Der Mittelteil des Romans, der nicht wie alle anderen aus der Ich-Perspektive des Sixten Braun erzählt ist, führt auf eine Spur, die schließlich einen reichen, nach dem Lyriker Wystan H. Auden benannten Taiwanesen in Innsbruck landen lässt. Und hier, in den Tiroler Bergen, führen alle Wege, in Realität und Traumwelt, zusammen.

Dieses Wechselbad von Glück und Unglück, von Wassertiefe bis Alpenhöhe, mit Zügen eines modernen Märchens ist genüsslich lesbar, packend und zugleich vielschichtig. Dafür sorgen thematische und motivische Verknüpfungen sowie die typischen Steinfest'schen Kurzexkurse, alltagsphilosophische und doch bemerkenswerte Kommentare, etwa über den Fortschritt oder den Kulturpessimismus.
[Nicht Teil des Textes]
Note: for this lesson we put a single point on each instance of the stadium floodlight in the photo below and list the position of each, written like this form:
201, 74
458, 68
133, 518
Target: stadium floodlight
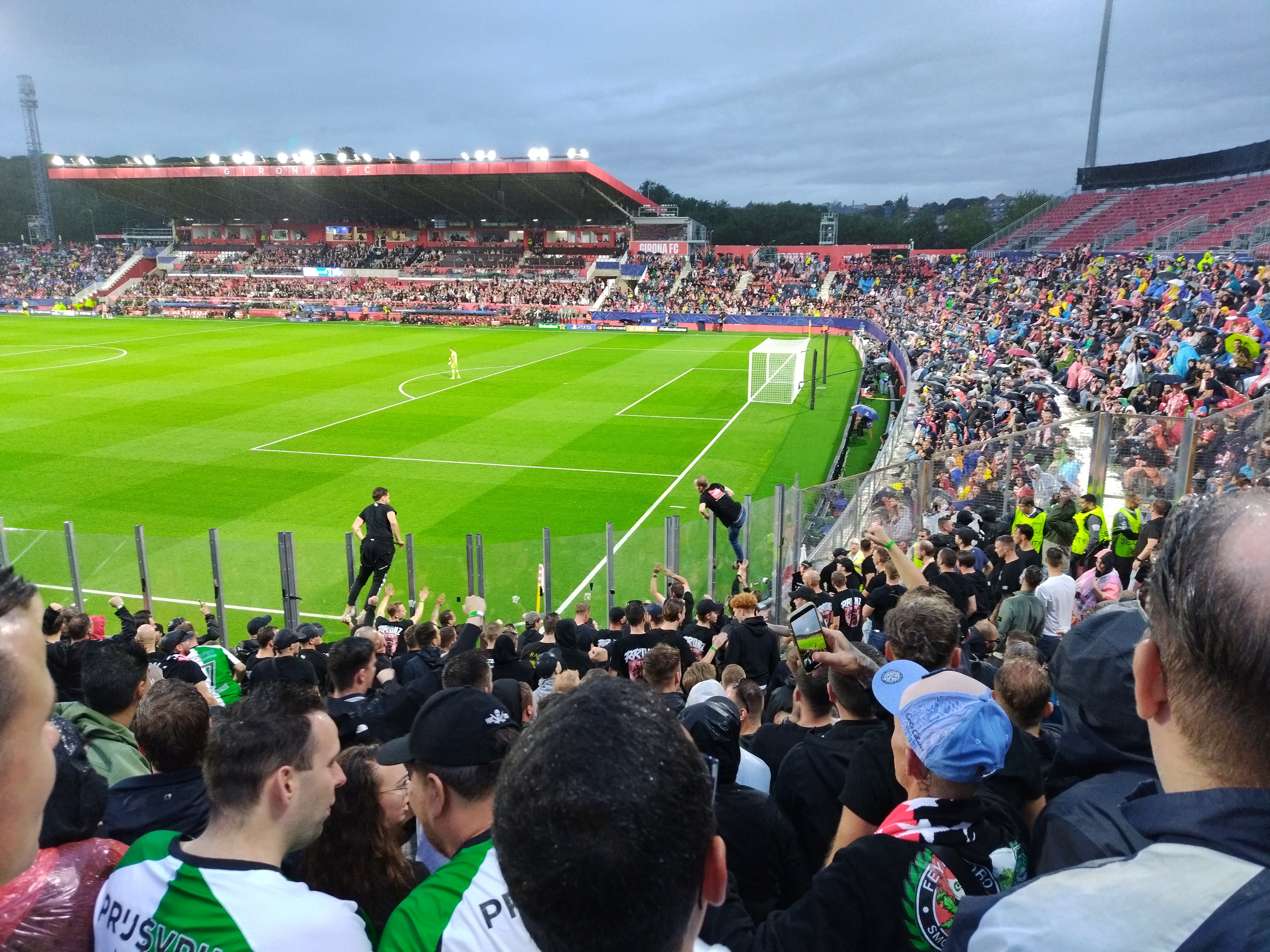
776, 371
Sie bereiten weniger einen festen Boden der Weltbetrachtung, als sie eher infrage stellen. Das entspricht den Rätseln der Handlung, konzentriert in der Figur des rätselhaften kleinen Simon, der sich - und auch dies ist ein eminent romantisches Motiv - in einer allen anderen Personen unbekannten eigenen Sprache ausdrückt. Für ihn wird letztlich der Titel Der Allesforscher geltend gemacht.

Die Welt als Fälschung

Hinter alldem steckt die Frage, ob nicht die Welt anders sei, als wir glauben. Der alte "Allesforscher" aus Sixtens Vergangenheit hatte über Kunst gesprochen und zu bedenken gegeben, dass nicht nur Bilder gefälscht würden: "Was also, wenn diese Welt zwar tatsächlich von Gott stammte, aber trotzdem eine Fälschung war?"
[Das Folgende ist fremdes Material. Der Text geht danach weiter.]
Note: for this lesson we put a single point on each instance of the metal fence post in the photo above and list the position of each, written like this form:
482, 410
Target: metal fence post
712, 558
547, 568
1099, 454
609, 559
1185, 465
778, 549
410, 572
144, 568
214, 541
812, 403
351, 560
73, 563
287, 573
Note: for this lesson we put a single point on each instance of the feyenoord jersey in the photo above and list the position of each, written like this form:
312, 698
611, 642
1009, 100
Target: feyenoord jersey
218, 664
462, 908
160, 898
Wie in den Krimis von Heinrich Steinfest erhält die geschilderte Realität Sprünge, bleibt einiges auf dem schmalen Grat der Wirklichkeit in Schwebe; und die Schwebe ist mit Alpinismus und Saalklettern, auch mit Hürdenlauf und Flug oder Sturz ein gewichtiges Motiv des Romans. Im Schlussteil spielen immer stärker die Träume ins Geschehen hinein. In einem davon erhält Sixten von seiner vor Jahren beim Bergsteigen verunglückten Schwester die Erklärung, wie Tote in Träumen der Lebenden auftreten können.

Indem sich in den Tiroler Alpen alles auf wundersame Weise trifft - Menschen und Zeichen, Sommer und Winter, Tod und Geburt -, erhält Steinfests Detailromantik den gebührenden, bildhaft romantischen Höhepunkt. In einer Berghütte herrscht ein wohltuendes Matriarchat, dort bereitet ein exotischer Auden Chen die berühmten Kaspressknödel zu; in einer höher gelegenen Hütte hängt eine Reihe von Fotos, auf denen alle Kontinente vertreten sind: "Und obgleich die verschiedenen Abzüge aus verschiedenen Zeiten stammten, verteilt über hundert Jahre, wirkten sie einheitlich, die Welt umspannend". (Klaus Zeyringer, Album, DER STANDARD, 12./13.4.2014)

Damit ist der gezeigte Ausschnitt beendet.